Днем я выкладывал стены и башни, копал ров, а ночью ходил вокруг дозором, подливая масла в светильники и распугивая тени по углам пламенем факелов.
Я выложил стены в сто локтей толщиной и пятьсот локтей высотой. Они были неприступны. Двойные Скейские ворота обшил листовой медью и снабдил прочными запорами. Вырубил всю растительность в долине Скамандра, и до самого моря открывался прекрасный обзор. Никто не мог подкрасться незамеченным.
Я закончил работу и впервые уснул спокойно.
Я спал чутко, едва слышные всхлипывания разбудили меня. Вероника сидела на постели и плакала, вздрагивали прикрытые легкой тканью худенькие плечи. Она изо всех сил сдерживала слезы и изо всех сил дула в сложенные лодочкой ладошки. И тогда ее лицо освещалось исходившим из ладошек трепетным светом.
Почувствовав мое движение, она схлопнула ладошки и прижала к груди.
— Покажи, — приказал я.
Она не посмела ослушаться и протянула мне на ладони крохотный, едва мерцающий уголек.
— Что это?
— Звезда, — прошептала она.
Я скрипнул зубами: кто-то все-таки умудрился прокрасться!
— Откуда?
— Из зенита.
— Кто?
Она не ответила, по щекам заструились слезы.
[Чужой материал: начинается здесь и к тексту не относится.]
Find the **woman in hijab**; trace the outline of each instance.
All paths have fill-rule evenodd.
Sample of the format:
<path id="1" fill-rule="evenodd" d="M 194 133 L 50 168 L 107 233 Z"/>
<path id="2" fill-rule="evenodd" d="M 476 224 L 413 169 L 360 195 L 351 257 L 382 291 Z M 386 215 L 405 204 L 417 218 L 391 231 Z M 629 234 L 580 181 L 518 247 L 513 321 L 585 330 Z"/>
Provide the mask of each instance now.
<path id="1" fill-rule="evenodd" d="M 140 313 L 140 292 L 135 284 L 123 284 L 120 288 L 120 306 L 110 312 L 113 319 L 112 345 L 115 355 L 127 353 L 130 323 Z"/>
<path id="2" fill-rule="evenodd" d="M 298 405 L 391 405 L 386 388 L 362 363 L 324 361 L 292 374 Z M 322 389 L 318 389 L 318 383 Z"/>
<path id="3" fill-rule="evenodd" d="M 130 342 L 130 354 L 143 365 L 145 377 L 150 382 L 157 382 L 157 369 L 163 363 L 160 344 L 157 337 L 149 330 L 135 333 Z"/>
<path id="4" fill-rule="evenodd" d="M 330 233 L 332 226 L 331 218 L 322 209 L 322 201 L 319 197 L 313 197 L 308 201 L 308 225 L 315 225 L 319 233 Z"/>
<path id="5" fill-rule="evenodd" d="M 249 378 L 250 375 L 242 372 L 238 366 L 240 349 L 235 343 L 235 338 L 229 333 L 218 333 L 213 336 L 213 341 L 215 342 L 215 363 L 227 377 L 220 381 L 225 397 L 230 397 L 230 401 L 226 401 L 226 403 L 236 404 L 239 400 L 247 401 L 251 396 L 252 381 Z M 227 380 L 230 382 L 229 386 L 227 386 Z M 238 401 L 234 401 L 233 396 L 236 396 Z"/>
Я схватил звезду, и она сразу же погасла. Первым желанием было зашвырнуть эту безделицу куда подальше, но у меня оставалось еще немного цемента, и я замуровал звезду в стену.
А утром, обходя крепость дозором, я увидел на горизонте множество черных точек. Они быстро приближались. Тысяча двести черных крутобоких кораблей, вспарывая длинными веслами воду, неслись к моему берегу.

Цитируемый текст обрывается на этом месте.